Shortcut Learning¶
Core Idea¶
An adapting system discovers a cheap, locally available feature that correlates with success on its training distribution and uses it as a stand-in for the structure it was meant to learn. It looks competent in-distribution but collapses sharply off-distribution, where the correlation breaks — because no structural knowledge was ever acquired. Optimization under a sufficient statistic finds the cheapest sufficient statistic, not the target.
How would you explain it like I'm…
The Grass Trick
Cheating With Clues
Cheapest Clue Wins
Broad Use¶
- Machine learning: a pneumonia detector that recognizes the hospital's X-ray machine rather than the lung; a classifier latching onto negation tokens.
- Education: the student who reads keyword cues in test items rather than the concept, then fails on novel framings.
- Hiring analytics: an algorithm learning a demographic proxy because it correlated with prior hires, not the construct.
- Animal cognition: Clever Hans reading his trainer's posture rather than doing arithmetic; pigeons learning background luminance.
- Biological evolution: runaway sexual selection on a display trait whose honest-signal correlation has decayed.
- Clinical prediction: a sepsis model that fires on the documentation of a sepsis workup — predicting the chart, not the patient.
Clarity¶
It separates being right from being right for a transportable reason, converting "passes training" from a reassurance into a question — which feature is used, and would it still predict off-distribution?
Manages Complexity¶
It collapses a per-domain catalogue of unrelated-looking generalization failures into one diagnostic: find the cheapest feature achieving training success, then check whether it dissociates from the target out of distribution.
Abstract Reasoning¶
It yields a structural prediction, not a contingent one: where a cheaper correlate exists, the optimizer finds it, and brittleness concentrates exactly where correlate and target dissociate — the region in-distribution evaluation never visits.
Knowledge Transfer¶
- ML → education: stress-set evaluation is the same move as a novel-framing test item.
- ML → animal cognition / evolution: "passes training is not learned the task" carries to beaks and genomes, since the optimizer there is selection.
- Across substrates: build stress sets that decorrelate the cheap feature, train across varying environments (invariance penalties), probe causally, audit construct validity.
Example¶
A sepsis-early-warning model graded on later diagnosis learns that a lactate order — taken because a clinician already suspects sepsis — predicts the outcome, looking excellent until deployed to alert before suspicion, where it fails on the population it was meant to help.
Relationships to Other Primes¶
Parents (1) — more general patterns this builds on
- Shortcut Learning presupposes Learning — Shortcut learning presupposes an adaptive process under outcome feedback (learning) and adds the cheaper-correlate-available condition + the collapse prediction — a child-not-duplicate of learning. Dossier-confirmed: 'presupposes learning... adds the cheaper-correlate-available condition.' The 0.9717 'learning' neighbor is the parent, not a duplicate.

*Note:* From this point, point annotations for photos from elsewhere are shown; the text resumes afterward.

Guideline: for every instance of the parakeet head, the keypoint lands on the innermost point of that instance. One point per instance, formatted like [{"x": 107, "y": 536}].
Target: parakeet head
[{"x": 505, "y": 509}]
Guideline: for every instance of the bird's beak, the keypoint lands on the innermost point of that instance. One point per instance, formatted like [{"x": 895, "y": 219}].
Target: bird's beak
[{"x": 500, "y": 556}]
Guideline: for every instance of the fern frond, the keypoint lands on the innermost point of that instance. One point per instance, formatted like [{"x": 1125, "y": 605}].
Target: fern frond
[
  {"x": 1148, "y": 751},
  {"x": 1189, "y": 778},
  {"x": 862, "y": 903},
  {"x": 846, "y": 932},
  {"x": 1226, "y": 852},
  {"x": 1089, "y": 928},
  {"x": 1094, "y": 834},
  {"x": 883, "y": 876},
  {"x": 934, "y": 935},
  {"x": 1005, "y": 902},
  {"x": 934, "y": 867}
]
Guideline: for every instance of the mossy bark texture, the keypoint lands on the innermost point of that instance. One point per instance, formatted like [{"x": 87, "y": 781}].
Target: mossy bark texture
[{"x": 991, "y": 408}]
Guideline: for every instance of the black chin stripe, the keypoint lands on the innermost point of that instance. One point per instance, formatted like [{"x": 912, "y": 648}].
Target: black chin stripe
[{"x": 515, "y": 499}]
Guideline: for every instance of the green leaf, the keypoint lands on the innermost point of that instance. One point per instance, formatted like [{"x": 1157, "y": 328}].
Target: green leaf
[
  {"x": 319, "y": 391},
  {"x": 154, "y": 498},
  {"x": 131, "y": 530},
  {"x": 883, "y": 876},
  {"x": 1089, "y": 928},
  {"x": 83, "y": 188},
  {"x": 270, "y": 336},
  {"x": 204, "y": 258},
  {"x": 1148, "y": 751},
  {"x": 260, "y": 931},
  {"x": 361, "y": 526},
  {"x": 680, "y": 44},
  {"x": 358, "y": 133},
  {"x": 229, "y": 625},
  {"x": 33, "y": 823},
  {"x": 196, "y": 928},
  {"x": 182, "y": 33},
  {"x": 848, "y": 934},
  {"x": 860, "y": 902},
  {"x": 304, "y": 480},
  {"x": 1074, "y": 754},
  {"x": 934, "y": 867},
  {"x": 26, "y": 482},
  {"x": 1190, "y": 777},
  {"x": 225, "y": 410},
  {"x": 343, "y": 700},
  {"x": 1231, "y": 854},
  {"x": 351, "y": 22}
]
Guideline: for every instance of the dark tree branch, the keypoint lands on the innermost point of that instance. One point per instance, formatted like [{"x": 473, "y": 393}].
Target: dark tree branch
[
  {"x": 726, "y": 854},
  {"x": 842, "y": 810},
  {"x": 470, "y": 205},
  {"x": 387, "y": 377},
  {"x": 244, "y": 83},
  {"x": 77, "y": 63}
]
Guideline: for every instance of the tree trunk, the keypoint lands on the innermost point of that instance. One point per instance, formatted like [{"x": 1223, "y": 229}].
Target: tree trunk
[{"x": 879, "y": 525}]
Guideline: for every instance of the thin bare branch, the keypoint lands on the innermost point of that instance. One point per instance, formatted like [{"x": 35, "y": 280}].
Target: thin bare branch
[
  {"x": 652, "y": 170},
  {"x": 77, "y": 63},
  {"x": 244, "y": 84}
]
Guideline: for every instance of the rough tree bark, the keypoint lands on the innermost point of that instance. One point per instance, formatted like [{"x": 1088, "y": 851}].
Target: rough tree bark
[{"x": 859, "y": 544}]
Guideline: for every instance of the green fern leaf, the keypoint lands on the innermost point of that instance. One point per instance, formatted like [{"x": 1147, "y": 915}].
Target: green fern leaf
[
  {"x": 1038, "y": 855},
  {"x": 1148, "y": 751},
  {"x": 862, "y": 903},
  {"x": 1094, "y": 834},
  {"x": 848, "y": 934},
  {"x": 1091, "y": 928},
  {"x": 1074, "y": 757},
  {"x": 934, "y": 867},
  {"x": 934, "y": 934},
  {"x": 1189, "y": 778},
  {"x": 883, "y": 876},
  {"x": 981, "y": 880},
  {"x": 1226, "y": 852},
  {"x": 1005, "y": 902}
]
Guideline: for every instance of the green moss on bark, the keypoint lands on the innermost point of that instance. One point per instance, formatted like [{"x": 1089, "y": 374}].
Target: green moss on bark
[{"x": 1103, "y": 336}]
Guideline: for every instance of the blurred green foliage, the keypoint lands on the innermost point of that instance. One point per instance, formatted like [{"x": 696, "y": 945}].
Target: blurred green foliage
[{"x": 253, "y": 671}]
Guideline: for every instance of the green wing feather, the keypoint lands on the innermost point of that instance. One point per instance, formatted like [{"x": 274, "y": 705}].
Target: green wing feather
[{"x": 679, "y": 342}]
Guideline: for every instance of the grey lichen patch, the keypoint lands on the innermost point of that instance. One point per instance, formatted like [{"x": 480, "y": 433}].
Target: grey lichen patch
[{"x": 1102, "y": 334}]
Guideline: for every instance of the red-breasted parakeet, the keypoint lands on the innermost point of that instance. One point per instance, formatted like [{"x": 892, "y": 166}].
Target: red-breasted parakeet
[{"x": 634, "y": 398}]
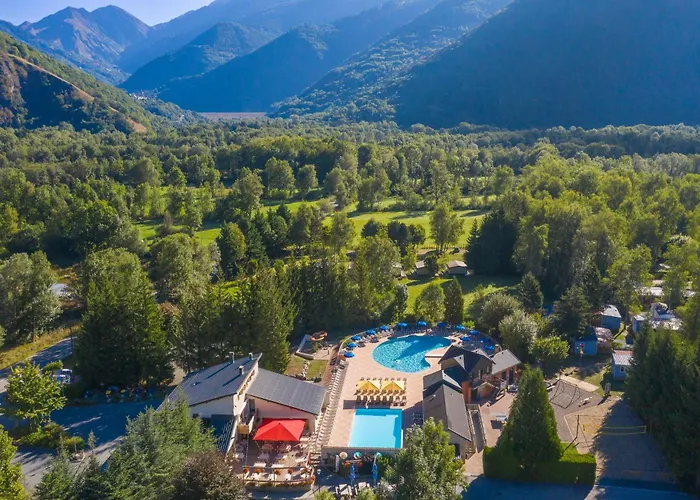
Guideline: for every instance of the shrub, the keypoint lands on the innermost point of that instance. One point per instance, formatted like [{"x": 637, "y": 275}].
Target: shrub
[
  {"x": 52, "y": 436},
  {"x": 571, "y": 468}
]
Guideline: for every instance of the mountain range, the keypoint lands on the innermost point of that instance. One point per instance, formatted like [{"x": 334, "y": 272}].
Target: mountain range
[
  {"x": 275, "y": 17},
  {"x": 216, "y": 46},
  {"x": 92, "y": 41},
  {"x": 36, "y": 90},
  {"x": 291, "y": 62},
  {"x": 545, "y": 63},
  {"x": 353, "y": 90}
]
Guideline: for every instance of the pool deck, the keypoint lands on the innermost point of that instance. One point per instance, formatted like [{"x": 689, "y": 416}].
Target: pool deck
[{"x": 364, "y": 365}]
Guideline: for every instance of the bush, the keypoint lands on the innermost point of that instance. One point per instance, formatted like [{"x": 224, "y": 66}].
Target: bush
[
  {"x": 52, "y": 436},
  {"x": 571, "y": 468}
]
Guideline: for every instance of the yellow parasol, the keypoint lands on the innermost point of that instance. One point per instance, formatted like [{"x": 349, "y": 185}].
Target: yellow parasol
[
  {"x": 393, "y": 386},
  {"x": 368, "y": 385}
]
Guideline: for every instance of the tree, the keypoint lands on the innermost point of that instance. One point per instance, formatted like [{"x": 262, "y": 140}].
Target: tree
[
  {"x": 232, "y": 248},
  {"x": 530, "y": 293},
  {"x": 59, "y": 482},
  {"x": 571, "y": 313},
  {"x": 33, "y": 395},
  {"x": 425, "y": 468},
  {"x": 373, "y": 277},
  {"x": 197, "y": 331},
  {"x": 628, "y": 273},
  {"x": 531, "y": 430},
  {"x": 10, "y": 474},
  {"x": 445, "y": 226},
  {"x": 28, "y": 307},
  {"x": 152, "y": 454},
  {"x": 122, "y": 340},
  {"x": 207, "y": 476},
  {"x": 495, "y": 309},
  {"x": 430, "y": 304},
  {"x": 431, "y": 264},
  {"x": 266, "y": 313},
  {"x": 550, "y": 351},
  {"x": 246, "y": 191},
  {"x": 518, "y": 332},
  {"x": 454, "y": 302},
  {"x": 280, "y": 177},
  {"x": 179, "y": 263},
  {"x": 307, "y": 180},
  {"x": 372, "y": 228},
  {"x": 342, "y": 231}
]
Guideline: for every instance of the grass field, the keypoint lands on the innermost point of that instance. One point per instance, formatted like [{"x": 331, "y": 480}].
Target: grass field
[
  {"x": 210, "y": 231},
  {"x": 207, "y": 235},
  {"x": 359, "y": 219},
  {"x": 491, "y": 284}
]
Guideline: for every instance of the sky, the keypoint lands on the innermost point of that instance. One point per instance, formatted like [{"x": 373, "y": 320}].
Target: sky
[{"x": 149, "y": 11}]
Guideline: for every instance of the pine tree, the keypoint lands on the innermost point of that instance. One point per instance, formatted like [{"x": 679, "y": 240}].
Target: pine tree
[
  {"x": 59, "y": 482},
  {"x": 531, "y": 431},
  {"x": 425, "y": 468},
  {"x": 454, "y": 302},
  {"x": 10, "y": 474},
  {"x": 122, "y": 340},
  {"x": 571, "y": 313},
  {"x": 530, "y": 293},
  {"x": 232, "y": 248},
  {"x": 268, "y": 311}
]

Path to root: Shortcut Learning → Learning → Adaptation
Not to Be Confused With¶
- Shortcut Learning is not Learning because the prime substitutes a cheap correlate carrying no transportable structure, whereas learning is the genuine acquisition of structure that survives transport.
- Shortcut Learning is not Overfitting because the prime seizes a real, systematic correlation and generalizes fine until the distribution shifts, whereas overfitting memorizes sample-specific noise and fails on a random held-out split.
- Shortcut Learning is not Transfer of Learning because the prime is the prior failure to acquire structure, so there is nothing to transfer, whereas transfer concerns moving genuine competence to a new task.